Why Businesses Can Invest In Sustainability And Also Do Well

By Ramanan Raghavendran

It doesn’t have to be one or the other, says Ramanan Raghavendran, managing partner of venture capital firm Amasia

Tatler Asia
Photo: Getty Images
Cover  Photo: Getty Images

After growing substantially for decades, global greenhouse gas emissions plunged by 6.4 percent—or 2.3 billion tonnes—in 2020, as the pandemic forced the world economy to a standstill. There was an important silver lining for climate advocates: the drop showed us that individual actions, when adopted at scale, can have a powerful impact in the fight against the climate crisis.

Although carbon emissions rebounded to record levels in 2021, the pandemic served as a wake-up call. Research shows that 70 percent of respondents are now more aware of the impact of human activities on the climate and environment than they were before Covid-19 hit.

But awareness alone is not enough to tackle the climate crisis. Current projections of its effects are alarming: millions could perish or be displaced and global GDP could be slashed by nearly one-fifth by 2050 if no climate action is taken.

Despite the urgency, we have a massive investment gap, estimated at US$3.7 trillion. But there is good news: it is clear that climate-impact businesses can be both economically interesting and societally impactful. In other words, climate investors can “do well by doing good”.

Read more: “Resilience Is A Muscle That Gets Stronger As It Is Exercised”: Conservationist Ann Dumaliang On Overcoming Eco-Anxiety

Tatler Asia
Above  The author Ramanan Raghavendran is the managing partner of Amasia, a venture capital firm backing the next generation of sustainability-driven movers and shakers

Green is the new black

Encouragingly, there has been a widespread desire to lead more sustainable lives. A study found that over three-quarters of respondents consider environmental problems as concerning as health issues. This opinion, the study revealed, has little to do with age, gender or financial status, busting the myth that only young people are concerned about the climate. 

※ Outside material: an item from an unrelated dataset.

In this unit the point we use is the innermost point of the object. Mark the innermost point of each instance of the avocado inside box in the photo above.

This heightened awareness has been the key catalyst in the rise of the climate-conscious consumer, who is determined to shift their lifestyle and consumption habits. People are actively avoiding certain products and increasingly willing to pay a premium for more responsibly produced products, in some cases as much as 50 percent more.  

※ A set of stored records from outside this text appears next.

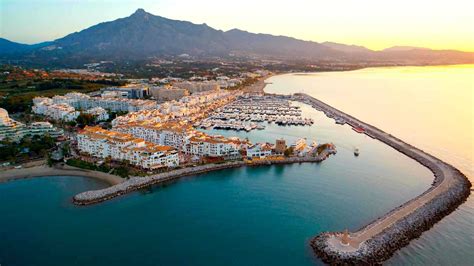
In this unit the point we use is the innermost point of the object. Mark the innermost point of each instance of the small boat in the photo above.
(358, 129)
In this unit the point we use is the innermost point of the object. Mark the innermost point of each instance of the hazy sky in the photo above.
(376, 24)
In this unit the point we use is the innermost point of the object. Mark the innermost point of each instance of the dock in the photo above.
(379, 240)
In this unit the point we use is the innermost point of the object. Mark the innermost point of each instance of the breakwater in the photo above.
(377, 241)
(136, 183)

This creates business opportunities, and firms that ignore it will likely lose out in the battle for market share.

Businesses must understand that we are creating a new world with enormous new markets where doing good for the environment is necessary for keeping up your business. Larger companies need to either participate or run the risk of quickly becoming obsolete.

The role of investors

Businesses obviously have a crucial role to play in tackling the climate crisis. Venture capital specifically has a critical role, as firms such as Amasia invest at the earliest stages.

Economic returns are still vital in this paradigm and are central to Amasia’s approach. We do not believe in “concessionary” returns in our work—we seek to deliver top-tier returns to our investors while also doing good.

Read more: Be Stylish And Sustainable: 3 Gen.T Honourees Show Us How

Climate-impact businesses can be both economically interesting and societally impactful
Ramanan Raghavendran

The rise of innovative businesses that do well and do good

Behavioural change at scale is urgently needed to combat the climate crisis. Sustainability investment should be placed in areas that have the potential to inspire and shape change at global scale.

An example of enabling climate-positive behavioural adjustment is getting better environmental data, which falls within “R1 - Review” of Amasia’s “4 Rs” investment thesis.

There are several examples in the company’s portfolio, such as US-based Joro that puts power in the hands of consumers by allowing them to track their own carbon footprint and recommends lifestyle changes to reduce it; UK-based CarbonChain and Singapore-based Unravel Carbon, co-founded by 2018 Gen.T honouree Grace Sai, which provide carbon accounting solutions to businesses; and US-based Clarity that offers air quality measurement and management for municipalities and corporations.

Read more: Serial Entrepreneur Grace Sai's New Startup Is Using Data To Help Businesses Decarbonise

Common sense also plays a big role. Remote work is an example of a positive impact on our environment that falls within “R3 - Rethink”. Transitioning from in-person meetings to virtual conferencing substantially reduces energy use and carbon emissions associated with transportation and accessing a physical venue space.

The widespread adoption of virtual technology like Zoom reminds us to think differently and creatively when it comes to sustainability. Many of these applications may not typically be labelled as “climate solutions”, but they offer huge potential in lowering greenhouse gas emissions.

Examples like these illustrate the potential of new approaches to tackling the climate crisis and demonstrate how high-growth profitable businesses can contribute to the global effort to achieve net-zero emissions. These businesses with positive climate impact can indeed do good and do well at the same time.

In short, when it comes to climate and sustainability, there is a wonderful contradiction of received wisdom—impact investing in these areas doesn’t imply lower returns, it likely invites higher returns.


The author is the managing partner of Amasia, a thesis-based venture capital firm that backs seed to Series B-stage companies tackling the global challenge of helping humanity build a more sustainable future.